Sur l’exécution provisoire
Aux termes de l’article 514 du code de procédure civile, les décisions de première instance sont de droit exécutoires à titre provisoire à moins que la loi ou la décision rendue n’en dispose autrement.
L’article 514-1 du même code dispose que le juge peut écarter l’exécution provisoire de droit, en tout ou partie, s’il estime qu’elle est incompatible avec la nature de l’affaire. Il statue, d’office ou à la demande d’une partie, par décision spécialement motivée.
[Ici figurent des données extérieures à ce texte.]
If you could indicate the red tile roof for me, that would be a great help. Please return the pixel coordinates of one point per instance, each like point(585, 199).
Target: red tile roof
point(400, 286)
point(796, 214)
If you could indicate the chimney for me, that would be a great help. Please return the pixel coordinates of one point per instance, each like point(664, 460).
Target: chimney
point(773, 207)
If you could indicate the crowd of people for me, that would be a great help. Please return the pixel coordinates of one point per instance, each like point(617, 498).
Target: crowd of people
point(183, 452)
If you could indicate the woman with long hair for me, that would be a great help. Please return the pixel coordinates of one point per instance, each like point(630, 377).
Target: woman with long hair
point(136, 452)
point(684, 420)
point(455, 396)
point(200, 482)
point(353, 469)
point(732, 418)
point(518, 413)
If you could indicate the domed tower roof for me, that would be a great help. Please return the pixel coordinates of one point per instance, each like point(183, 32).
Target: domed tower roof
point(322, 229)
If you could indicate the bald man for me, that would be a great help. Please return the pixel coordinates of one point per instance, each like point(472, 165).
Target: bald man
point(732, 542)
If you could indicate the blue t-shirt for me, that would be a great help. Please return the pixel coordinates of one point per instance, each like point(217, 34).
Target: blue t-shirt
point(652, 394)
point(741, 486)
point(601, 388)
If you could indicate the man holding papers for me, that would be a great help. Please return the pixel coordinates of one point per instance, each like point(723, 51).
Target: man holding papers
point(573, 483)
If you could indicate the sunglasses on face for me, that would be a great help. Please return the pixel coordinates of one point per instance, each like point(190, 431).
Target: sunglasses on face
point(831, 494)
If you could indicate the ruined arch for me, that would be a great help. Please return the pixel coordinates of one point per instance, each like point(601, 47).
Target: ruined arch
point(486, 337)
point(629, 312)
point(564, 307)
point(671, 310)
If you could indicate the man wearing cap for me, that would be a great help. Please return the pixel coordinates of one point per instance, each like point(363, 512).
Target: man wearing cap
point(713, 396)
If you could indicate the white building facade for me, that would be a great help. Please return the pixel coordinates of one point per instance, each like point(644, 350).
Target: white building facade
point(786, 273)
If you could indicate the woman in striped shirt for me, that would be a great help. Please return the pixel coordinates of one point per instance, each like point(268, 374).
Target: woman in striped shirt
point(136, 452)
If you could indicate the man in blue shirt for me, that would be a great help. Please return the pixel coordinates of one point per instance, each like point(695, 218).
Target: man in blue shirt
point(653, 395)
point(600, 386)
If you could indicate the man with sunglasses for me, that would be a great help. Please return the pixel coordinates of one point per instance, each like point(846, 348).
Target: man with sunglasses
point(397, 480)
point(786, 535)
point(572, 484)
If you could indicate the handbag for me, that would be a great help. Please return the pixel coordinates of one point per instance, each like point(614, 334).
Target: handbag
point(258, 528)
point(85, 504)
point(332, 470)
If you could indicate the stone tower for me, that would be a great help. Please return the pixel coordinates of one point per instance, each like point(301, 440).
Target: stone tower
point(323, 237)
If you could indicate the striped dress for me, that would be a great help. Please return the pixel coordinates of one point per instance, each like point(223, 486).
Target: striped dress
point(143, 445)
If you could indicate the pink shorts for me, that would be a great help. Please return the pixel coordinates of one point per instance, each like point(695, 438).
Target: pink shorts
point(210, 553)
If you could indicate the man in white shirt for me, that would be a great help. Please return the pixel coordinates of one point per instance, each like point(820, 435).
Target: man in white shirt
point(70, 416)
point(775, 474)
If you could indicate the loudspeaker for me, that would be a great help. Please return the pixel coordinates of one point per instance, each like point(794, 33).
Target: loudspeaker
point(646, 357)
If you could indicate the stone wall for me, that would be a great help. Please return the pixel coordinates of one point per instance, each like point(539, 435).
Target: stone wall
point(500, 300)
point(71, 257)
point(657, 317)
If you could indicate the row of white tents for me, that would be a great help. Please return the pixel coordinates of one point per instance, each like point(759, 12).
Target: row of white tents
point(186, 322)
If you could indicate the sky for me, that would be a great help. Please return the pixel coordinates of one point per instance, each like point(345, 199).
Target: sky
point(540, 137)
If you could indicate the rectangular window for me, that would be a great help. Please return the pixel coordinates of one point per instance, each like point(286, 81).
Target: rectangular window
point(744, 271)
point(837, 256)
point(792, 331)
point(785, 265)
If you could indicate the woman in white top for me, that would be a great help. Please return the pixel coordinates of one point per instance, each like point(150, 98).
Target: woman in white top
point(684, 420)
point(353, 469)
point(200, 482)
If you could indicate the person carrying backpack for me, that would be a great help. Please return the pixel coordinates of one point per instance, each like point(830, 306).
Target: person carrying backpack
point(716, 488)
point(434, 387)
En l’espèce, aucun élément ne justifie d’écarter l’exécution provisoire de droit du présent jugement.
PAR CES MOTIFS
Le tribunal, statuant publiquement, au fond, par jugement réputé contradictoire, en premier ressort, par mise à disposition au greffe,
JUGE que le droit à indemnisation de Mme [Y] [C] est intégral ;
FIXE les postes de préjudice corporel subis par Mme [Y] [C] à la somme globale de 756 505 euros, se décomposant comme suit :
* 177 311,20 euros au titre des dépenses de santé actuelles ;
* 41 215,48 euros au titre des frais divers ;
* 342 697,12 euros au titre de l’assistance par tierce personne permanente ;
* 14 081,20 euros au titre du déficit fonctionnel temporaire ;
* 30 000 euros au titre des souffrances endurées ;
* 1 000 euros au titre du préjudice esthétique temporaire ;
* 145 200 euros au titre du déficit fonctionnel permanent ;
* 5 000 euros au titre du préjudice sexuel ;
FIXE la créance de la CPAM DU HAINAUT à la somme de 171 242,04 euros, qu’il y a lieu d’imputer en totalité (171 242,04 euros) sur le poste de préjudice constitué par les dépenses de santé actuelles ;
FIXE la créance de la MUTUELLE LE LIBRE CHOIX à la somme de 6 016,46 euros, qu’il y a lieu d’imputer en totalité (6 016,48 euros) sur le poste de préjudice constitué par les dépenses de santé actuelles ;
CONDAMNE la SA ALLIANZ IARD à payer à Mme [Y] [C] la somme globale de 579 246,50 euros en réparation de son préjudice corporel, se décomposant comme suit :
* 52,70 euros au titre des dépenses de santé actuelles ;
* 41 215,48 euros au titre des frais divers ;
* 342 697,12 euros au titre de l’assistance par tierce personne permanente ;
* 14 081,20 euros au titre du déficit fonctionnel temporaire ;
* 30 000 euros au titre des souffrances endurées ;
* 1 000 euros au titre du préjudice esthétique temporaire ;
* 145 200 euros au titre du déficit fonctionnel permanent ;
* 5 000 euros au titre du préjudice sexuel ;
DIT qu’il y a lieu de déduire, de la somme précitée de 579 246,50 euros au paiement de laquelle la SA ALLIANZ IARD est condamnée envers Mme [Y] [C] en réparation de son préjudice corporel, le montant des provisions éventuellement déjà réglées et RENVOIE les parties à faire les comptes entre elles ;
DEBOUTE Mme [Y] [C] de sa demande en paiement de la somme de 3 000 euros au titre du préjudice d’agrément ;
CONDAMNE la SA ALLIANZ IARD à payer à Mme [Y] [C] le montant des intérêts au double du taux légal portant sur la somme de 622 329,21 euros, à calculer sur la période du 13 février 2022 au 30 avril 2024 ;
CONDAMNE la SA ALLIANZ IARD à payer à Mme [Y] [C] la somme de 5 000 euros en application des dispositions de l’article 700 du code de procédure civile ;
CONDAMNE la SA ALLIANZ IARD aux dépens, en ce compris les dépens de référé et les frais taxés d’expertise judiciaire ;
ORDONNE la capitalisation des intérêts dans les termes et conditions de l’article 1343-2 du code civil ;
JUGE qu’il n’y a pas lieu d’écarter l’exécution provisoire de droit du présent jugement.
Fait et jugé à Avesnes-sur-Helpe le 02 septembre 2025.